Make output from stats doctests more deterministic

doc/tutorial.rst

@@ -1234,9 +1234,9 @@ the :class:`loopy.LoopKernel` *inames*). We'll print this map now:
 .. doctest::
 
     >>> print(op_map)
+    float32 : [n, m, l] -> { 3 * n * m * l : n >= 1 and m >= 1 and l >= 1 }
     float64 : [n, m, l] -> { 2 * n * m : n >= 1 and m >= 1 and l >= 1 }
     int32 : [n, m, l] -> { n * m : n >= 1 and m >= 1 and l >= 1 }
-    float32 : [n, m, l] -> { 3 * n * m * l : n >= 1 and m >= 1 and l >= 1 }
     <BLANKLINE>
 
 We can evaluate these polynomials using :func:`islpy.eval_with_dict`:
@@ -1265,10 +1265,10 @@ continue using the kernel from the previous example:
     >>> from loopy.statistics import get_DRAM_access_poly
     >>> load_store_map = get_DRAM_access_poly(knl)
     >>> print(load_store_map)
+    (dtype('float32'), 'uniform', 'load') : [n, m, l] -> { 3 * n * m * l : n >= 1 and m >= 1 and l >= 1 }
     (dtype('float32'), 'uniform', 'store') : [n, m, l] -> { n * m * l : n >= 1 and m >= 1 and l >= 1 }
     (dtype('float64'), 'uniform', 'load') : [n, m, l] -> { 2 * n * m : n >= 1 and m >= 1 and l >= 1 }
     (dtype('float64'), 'uniform', 'store') : [n, m, l] -> { n * m : n >= 1 and m >= 1 and l >= 1 }
-    (dtype('float32'), 'uniform', 'load') : [n, m, l] -> { 3 * n * m * l : n >= 1 and m >= 1 and l >= 1 }
     <BLANKLINE>
 
 :func:`loopy.get_DRAM_access_poly` returns a mapping of **{(**
@@ -1322,21 +1322,22 @@ this time, so we'll print the mapping manually to make it more legible:
 
     >>> knl_consec = lp.split_iname(knl, "k", 128, outer_tag="l.1", inner_tag="l.0")
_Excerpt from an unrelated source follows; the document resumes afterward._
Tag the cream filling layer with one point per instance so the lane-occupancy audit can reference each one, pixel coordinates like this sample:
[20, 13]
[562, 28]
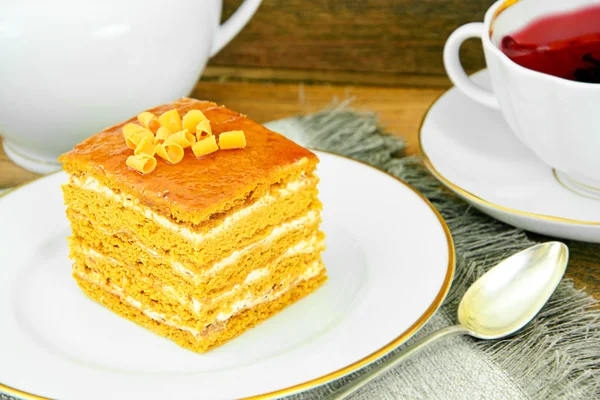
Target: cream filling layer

     >>> load_store_map = get_DRAM_access_poly(knl_consec)
-    >>> for key in load_store_map.dict.keys():
+    >>> for key in sorted(load_store_map.dict.keys(), key=lambda k: str(k)):
     ...     print("%s :\n%s\n" % (key, load_store_map.dict[key]))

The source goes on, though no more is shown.